A Porting sapt2012 to
different platforms
If one wants to port the SAPT codes to an architecture
that is not supported in the official release, there are three main
fragments of the codes that are strongly architecture-dependent and should
be taken care of. Note that the issues described below have to be resolved
for each program (e.g., tran, cc, and sapt.x) separately,
as the programs do not currently use any common library with the
system-dependent routines.
- The memory allocation routines.
Each of the programs in the SAPT suite uses a single REAL*8 array which is allocated when this program starts.
All matrices, both real and integer, used by the program are then defined
within the allocated core array so that no further calls to any
architecture-dependent allocation routines are needed (the programs
assume that the integer variables are 4-byte by default). Note that
whereas the CC program automatically determines the core size needed and
allocates that much memory, all other programs need to have the requested
core size declared in an appropriate namelist unless the default value of
40000000 words is sufficient (see Sec. 10.2
for details). Currently, the SAPT codes
use the following mechanisms to allocate the core arrays:
- The Fortran 90 ALLOCATE routine for SUN, HPUX, and Linux with the
PGF90 or Intel compilers,
- The Fortran malloc
intrinsic for SGI and Linux with the PGF77 compiler,
- A C function memget
supplied by SAPT for the G77 compiler under Linux and for IBM
AIX.
For a new platform, a proper way of handling memory
allocation must be chosen. The Fortran 90 ALLOCATE is recommended where available.
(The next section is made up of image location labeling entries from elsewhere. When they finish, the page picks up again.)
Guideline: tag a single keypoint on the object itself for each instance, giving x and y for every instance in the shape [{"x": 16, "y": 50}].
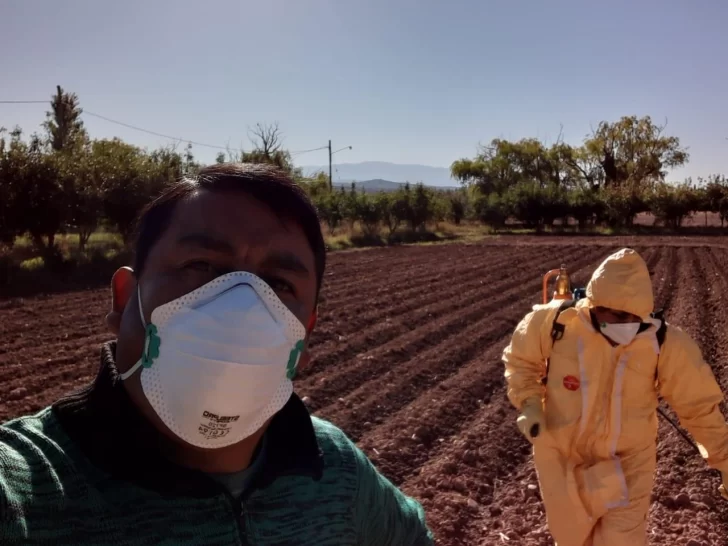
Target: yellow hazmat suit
[{"x": 595, "y": 452}]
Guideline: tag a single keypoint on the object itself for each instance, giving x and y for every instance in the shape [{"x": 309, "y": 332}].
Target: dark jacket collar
[{"x": 116, "y": 438}]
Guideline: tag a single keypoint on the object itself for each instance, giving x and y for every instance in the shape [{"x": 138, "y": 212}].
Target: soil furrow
[
  {"x": 428, "y": 330},
  {"x": 385, "y": 326},
  {"x": 403, "y": 384}
]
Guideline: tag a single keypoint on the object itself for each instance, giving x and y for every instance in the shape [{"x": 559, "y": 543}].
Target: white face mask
[
  {"x": 218, "y": 362},
  {"x": 621, "y": 334}
]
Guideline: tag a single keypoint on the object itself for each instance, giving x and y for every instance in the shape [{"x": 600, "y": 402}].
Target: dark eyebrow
[
  {"x": 286, "y": 261},
  {"x": 207, "y": 242}
]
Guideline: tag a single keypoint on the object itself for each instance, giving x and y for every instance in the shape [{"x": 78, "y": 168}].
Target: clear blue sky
[{"x": 402, "y": 80}]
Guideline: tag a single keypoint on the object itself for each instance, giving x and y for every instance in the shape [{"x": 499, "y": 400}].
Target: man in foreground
[
  {"x": 191, "y": 433},
  {"x": 594, "y": 424}
]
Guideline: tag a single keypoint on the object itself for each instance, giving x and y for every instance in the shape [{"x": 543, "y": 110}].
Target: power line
[{"x": 154, "y": 133}]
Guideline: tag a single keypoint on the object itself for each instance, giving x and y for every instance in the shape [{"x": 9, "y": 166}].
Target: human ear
[{"x": 123, "y": 287}]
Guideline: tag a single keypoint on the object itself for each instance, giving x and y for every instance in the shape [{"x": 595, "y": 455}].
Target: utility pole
[{"x": 331, "y": 178}]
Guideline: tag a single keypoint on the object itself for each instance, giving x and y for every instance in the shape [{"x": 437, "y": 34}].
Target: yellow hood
[{"x": 622, "y": 282}]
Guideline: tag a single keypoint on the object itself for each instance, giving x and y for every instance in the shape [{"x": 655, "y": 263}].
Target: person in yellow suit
[{"x": 591, "y": 413}]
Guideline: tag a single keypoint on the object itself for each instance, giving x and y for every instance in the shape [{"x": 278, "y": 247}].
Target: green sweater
[{"x": 85, "y": 471}]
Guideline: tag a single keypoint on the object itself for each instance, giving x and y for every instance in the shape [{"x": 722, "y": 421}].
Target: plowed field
[{"x": 407, "y": 362}]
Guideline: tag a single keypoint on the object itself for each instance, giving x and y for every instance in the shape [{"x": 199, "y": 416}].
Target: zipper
[{"x": 239, "y": 515}]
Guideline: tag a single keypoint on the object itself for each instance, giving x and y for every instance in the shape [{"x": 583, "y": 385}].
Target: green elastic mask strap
[
  {"x": 293, "y": 359},
  {"x": 151, "y": 344}
]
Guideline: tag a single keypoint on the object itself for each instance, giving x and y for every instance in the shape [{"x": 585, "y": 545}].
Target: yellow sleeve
[
  {"x": 524, "y": 356},
  {"x": 687, "y": 383}
]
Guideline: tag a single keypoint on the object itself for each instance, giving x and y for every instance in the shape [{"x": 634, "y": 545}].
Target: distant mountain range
[
  {"x": 346, "y": 173},
  {"x": 371, "y": 186}
]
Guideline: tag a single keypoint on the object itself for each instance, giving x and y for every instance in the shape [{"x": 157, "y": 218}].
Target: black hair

- The timing routines. The routines
timit in tran/main.F, second in
cc/whole.F, timing in e2d/ccbits.F, and
timt in sapt/m.F return time (in seconds) elapsed since some
fixed moment and are called throughout the program. These routines call
system timing routines which are architecture-dependent:
- the etime routine
for SUN and HPUX,
- the mclock routine
for SGI, IBM, and Linux with Portland or Intel compilers (note that
this one returns time in hundredths of seconds),
- the second routine
for Linux and the G77 compiler.
Again, a proper system timing routine needs to be
chosen for a new architecture.
- The packing/unpacking routines
which manipulate the integral indices. As the current basis set size
limit for SAPT is 1023 functions, 40 bits are needed to store the four
orbital indices for a transformed two-electron integral. These indices
are stored on disk packed into one 4-byte integer and one 1-byte integer,
and the routines that take care of the integral packing and unpacking are
located in tran/unpack.F, cc/unpack.F, e2d/ccbits.F,
and sapt/unpack10.F. These routines have the
following functions:
- unpack10:
(INTEGER*4,INTEGER*1)→4 orbital
indices
- pack10: 4 orbital
indices→(INTEGER*4,INTEGER*1)
- unpack10a:
(INTEGER*4,INTEGER*1)→2 pair
indices
- pack10a: 2 pair
indices→(INTEGER*4,INTEGER*1)
- spltindx:
INTEGER*8→(INTEGER*4,INTEGER*1)
- joinindx:
(INTEGER*4,INTEGER*1)→INTEGER*8
The packing/unpacking routines are implemented
using the intrinsic functions for bitwise operations: ishft, ibits, and
iand. The efficiency of packing and
unpacking influences the total calculation time quite notably, and the
implementation through bitwise operations has been found to be optimal
for several architectures. Note, however, that subtle differences in
the syntax of these intrinsics exist for different architectures and
some of the packing/unpacking routines are platform-dependent. Apart
from the set of routines described above, the tran program needs another set of unpacking procedures
to access two-electron integral indices written by various integral and
SCF front-ends, including gaussian,
gamess, and dalton (see the
tran/unpack.F file for details). These
routines are highly architecture-dependent since the structure of the
integral indices depends on the endianness (big-endian or
little-endian) of the machine (for gaussian) and on
the options selected when compiling gaussian or
gamess [see Sec. 8.1
(gaussian) and Sec. 9.4
(gamess) for more
on this subject]. When porting to a new architecture, one must make
sure that both the internal SAPT packing/unpacking routines listed
above and the routines used to unpack integral indices written by a
particular front-end program work correctly.